Electronic circuits, such as integrated circuits or chips, are used in most products that have electronic components. A typical integrated circuit (IC) design is initially conceived by a circuit designer, with a number of components and devices connected to generate a circuit with desired performance and characteristics. Once the circuit designer has designed an electronic circuit, the circuit is reconfigured from the schematic format into a geometric layout format specifying a suitable semiconductor implementation of the circuit.
A large number of components in the IC may be facilitated with an electronic design automation (EDA) tool that allows a circuit designer to position and connect various shapes on the IC. The circuit designer can create a custom design of such ICs, printed-circuit boards, and other electronic circuits containing the physical locations and dimensions of the circuit's components, interconnections, and various layers from the original design that may then be fabricated using EDA technologies that typically run on an operating system in conjunction with a processor-based computer system.
Circuit designers may use different methods to verify the functionality and power consumption of the generated electronic circuit designs. One common method of verifying is to simulate the designed electronic circuit. Simulating a circuit design dynamically verifies the circuit design by monitoring behaviors of the design, often under controlled parameters. For many types of circuit designs, simulation can be performed during the design process to ensure that the ultimate functionality will be achieved by the fabricated circuit. Therefore, an exploding demand for high performance electronic products has increased the interest in efficient and accurate simulation techniques for integrated circuits. For analog designs, an analog-based simulation approach is commonly used to implement simulation of the design, and for digital circuits, equivalent digital simulation is performed.

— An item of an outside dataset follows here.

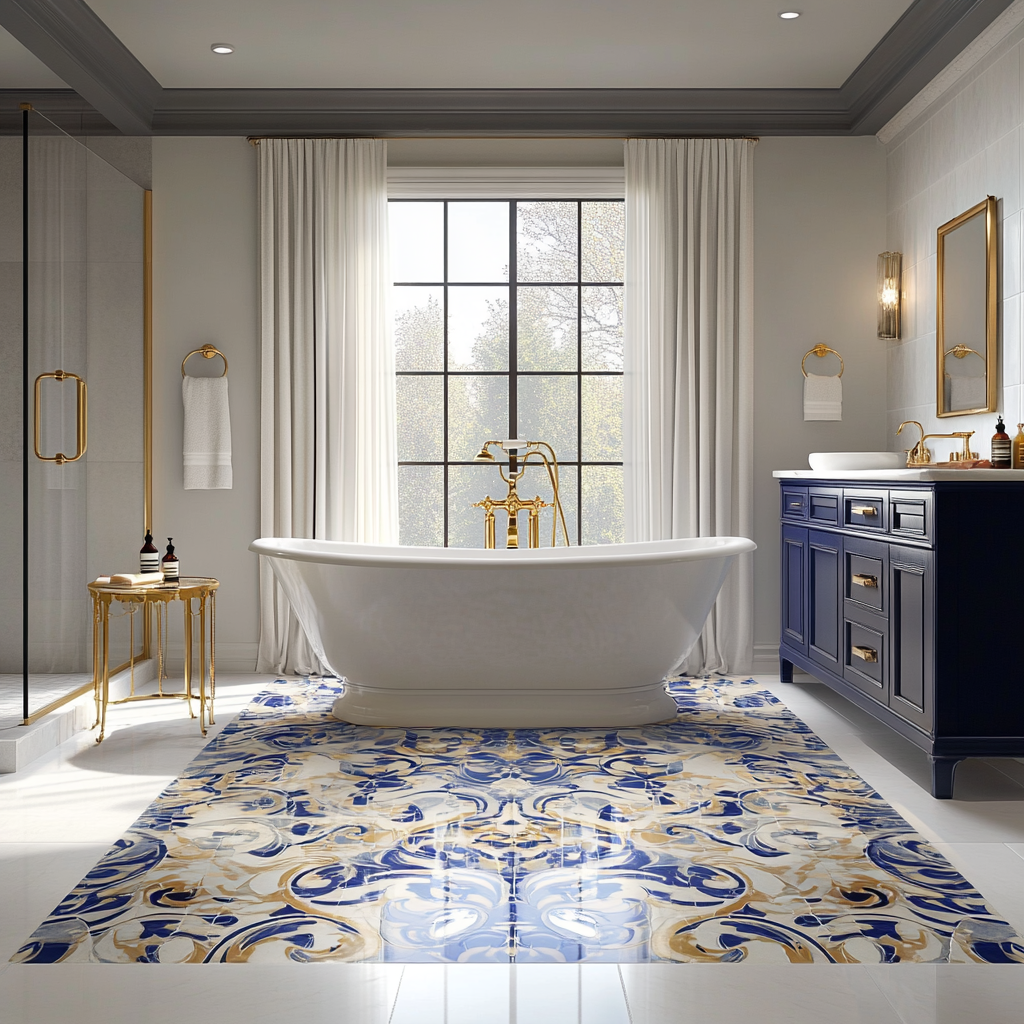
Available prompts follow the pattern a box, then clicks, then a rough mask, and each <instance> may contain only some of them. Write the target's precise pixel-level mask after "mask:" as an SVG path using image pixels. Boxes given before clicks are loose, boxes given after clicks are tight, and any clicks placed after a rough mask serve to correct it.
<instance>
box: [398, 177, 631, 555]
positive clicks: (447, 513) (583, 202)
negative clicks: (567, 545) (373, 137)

The primary goal of the computer-aided design simulations is to verify the electrical characteristics of a circuit design. The electrical characteristics of a circuit design may be significantly impacted by physical dimensions such as, gate oxide thickness, gate width, length, shape of the poly gate at the bottom, and spacer width. Current semiconductor fabrication techniques have advanced to create fairly simple geometrical shapes for these dimensional features. As a result, simple geometrical rules may be sufficient for these critical dimensions within the circuit design. However, as circuit design dimensions continue to shrink, semiconductor fabrication processes or techniques require more complex techniques to meet the design goals. Because of this shrinking in the circuit design dimensions and increase in the circuit design complexities, the electric properties of wires have become more prominent, and chips are more susceptive to breakdown due to, for example, antenna effect or to wear out over time due to, for example, electromigration (EM). Accordingly, in order to ensure the proper operation of the circuit design, there are many types of electrical analyses that are needed to be performed to check for potential problems relating to EM effects and voltage (IR) drops.
As the modern day circuit designs comprise several millions of instances of circuit devices, current computer-aided simulation and analysis techniques being employed on the circuit designs to check for potential problems relating to IR drops and EM effect use a lot of computing power and have a large runtime. For example, a conventional computer-aided flat simulation technique employed on a large size circuit design considers the circuit design as a flat design with no top level and block level boundaries. Such flat simulation method merges both top level and block level netlists, and then the merged top level and block level netlists are simulated together as one single netlist. In this flat simulation technique, operational performance and capacity becomes a huge bottleneck as the circuit design increase in size and complexity due to simulating the combined top level and block level netlists. Also, the flat simulation method doesn't provide any technique to view and analyze EM and IR values determined for the block level and the top level separately, and thereby imposing a challenge when a circuit designer wants to debug and fix the EM and IR issues for the block level and the top level of the circuit design individually.
In another example, a conventional computer-aided simulation technique employed on a large size electronic circuit design initially employs a block level macro modeling to create a single resistance and capacitance (RC) model for a full block, and then attach a full block current to a single pin. Such block models are then used in a top level simulation run as black box. This black box modeling of the blocks of the circuit design in simulation of the top design of the circuit design does not provide accurate power-grid EM and IR results as that requires distributed current model across a power-grid network inside the block level of the circuit design. Also, this simulation method doesn't provide any technique to view and analyze the EM and IR values determined for the block level, and thereby imposing a challenge when a circuit designer wants to debug and fix the EM and IR issues of the circuit design.
Therefore, there is a need for methods and systems that addresses the above mentioned drawbacks of the conventional techniques employed for simulation of increasingly large and complex circuit designs to achieve high performance with comparative accuracy while simulating large size circuit designs, and thereby allowing the EM and IR sign-off for large and complex electronic circuit designs.